Those who know me have heard me gripe about any rims that are deeper than say 32mm. The reason for the complaints stems from riding bikes with deep dish rims in locales such as San Francisco, where the winds can whip themselves into a frenzy. Anyone who has ridden across the Golden Gate Bridge in windy conditions knows exactly what I’m talking about. On multiple occasions I’ve felt as if I could be blown clear off the bridge and into the cold waters below. Luckily this has never happened, but the wind has pushed me from side to side, and no matter what input I provide, the bike seems to be at the whim of mother nature. There it is – my reason to stay away from deep rims. Of course, I had never ridden Zipp wheels before. Now my opinion and wheelset choice has changed.

Casual bike fanatics know all about Zipp wheels and the dimples on the rims. The surface is similar to a golf ball, and if one were to read up on the tech, they would learn this surface provides a way to cheat the wind. Skeptical?
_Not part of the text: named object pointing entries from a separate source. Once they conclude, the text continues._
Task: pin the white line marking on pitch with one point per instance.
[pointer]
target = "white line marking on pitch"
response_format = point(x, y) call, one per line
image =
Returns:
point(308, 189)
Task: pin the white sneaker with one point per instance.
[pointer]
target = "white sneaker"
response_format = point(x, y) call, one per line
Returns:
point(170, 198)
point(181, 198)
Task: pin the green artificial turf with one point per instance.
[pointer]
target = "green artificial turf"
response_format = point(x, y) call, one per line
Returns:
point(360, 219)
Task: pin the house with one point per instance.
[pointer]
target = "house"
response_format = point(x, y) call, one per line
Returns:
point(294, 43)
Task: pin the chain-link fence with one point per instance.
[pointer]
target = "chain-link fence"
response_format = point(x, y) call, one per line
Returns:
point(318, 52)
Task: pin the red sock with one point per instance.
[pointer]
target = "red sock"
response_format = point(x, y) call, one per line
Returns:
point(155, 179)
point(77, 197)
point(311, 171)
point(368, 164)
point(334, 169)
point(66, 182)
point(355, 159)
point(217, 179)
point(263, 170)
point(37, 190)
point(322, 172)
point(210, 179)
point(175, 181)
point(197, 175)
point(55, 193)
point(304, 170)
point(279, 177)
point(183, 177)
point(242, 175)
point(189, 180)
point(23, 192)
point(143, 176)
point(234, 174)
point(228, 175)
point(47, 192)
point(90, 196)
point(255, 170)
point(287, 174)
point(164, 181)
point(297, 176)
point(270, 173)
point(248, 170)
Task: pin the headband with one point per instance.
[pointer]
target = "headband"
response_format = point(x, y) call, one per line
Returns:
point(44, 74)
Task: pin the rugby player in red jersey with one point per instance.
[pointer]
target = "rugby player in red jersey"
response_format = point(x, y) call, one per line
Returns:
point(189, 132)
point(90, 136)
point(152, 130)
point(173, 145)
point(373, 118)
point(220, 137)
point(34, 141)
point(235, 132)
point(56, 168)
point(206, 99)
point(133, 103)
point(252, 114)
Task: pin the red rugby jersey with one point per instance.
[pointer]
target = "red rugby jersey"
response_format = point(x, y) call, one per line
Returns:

I was, at least until I rode my first set of Zipps. My introduction to the company came via the 202 NSW disc clinchers. These wheels were almost exactly the same dimensions of another wheelset already in the quiver. Chance had it that I had the same tires mounted on both sets of wheels, and my local ride through the Hollywood Hills provided a real world testing ground. What I found was fascinating. When riding down Mulholland to the 101 freeway, a wonderfully smooth descent, I found that I would feel the wind pushing at the competitor’s wheelset. Nothing too horrible, as the wind here is typically mild, but pushing nonetheless. Soon after, I switched over to the Zipp 202s with the same tires on the same bike. I replicated the ride down Mulholland in very similar conditions, and I was awestruck at the difference. The wheels cut through the wind without any of the bobbles I felt on the other wheels. I was immediately sold. The dimpled surface was doing exactly what was promised, and provided the most stable descent I’ve had on my local loop.

Fast forward to the Zipp 303s. These wheels are substantially deeper than the 202s, so I was once again apprehensive. The new wheels were mounted onto the same bike, my wonderful titanium Haley, and off I went on my local ride. What a surprise. Again, the wheels provided an equally impressive ride, with no bobbles induced by the wind, but with one very significant difference. These wheels are fast, very fast. The rim shape not only cheats the wind, but it cuts through the wind providing for much faster descents. Still completely stable, but much much faster. I was also pleased to feel the difference on Forest Lawn Drive, a long flat stretch of road. The wind-cheating quality of the wheels allows for significant gains when pushing a high gear and keeping a steady tempo. It almost feels as if I’m getting an unfair advantage when using the 303s. A whole new world opened up for me.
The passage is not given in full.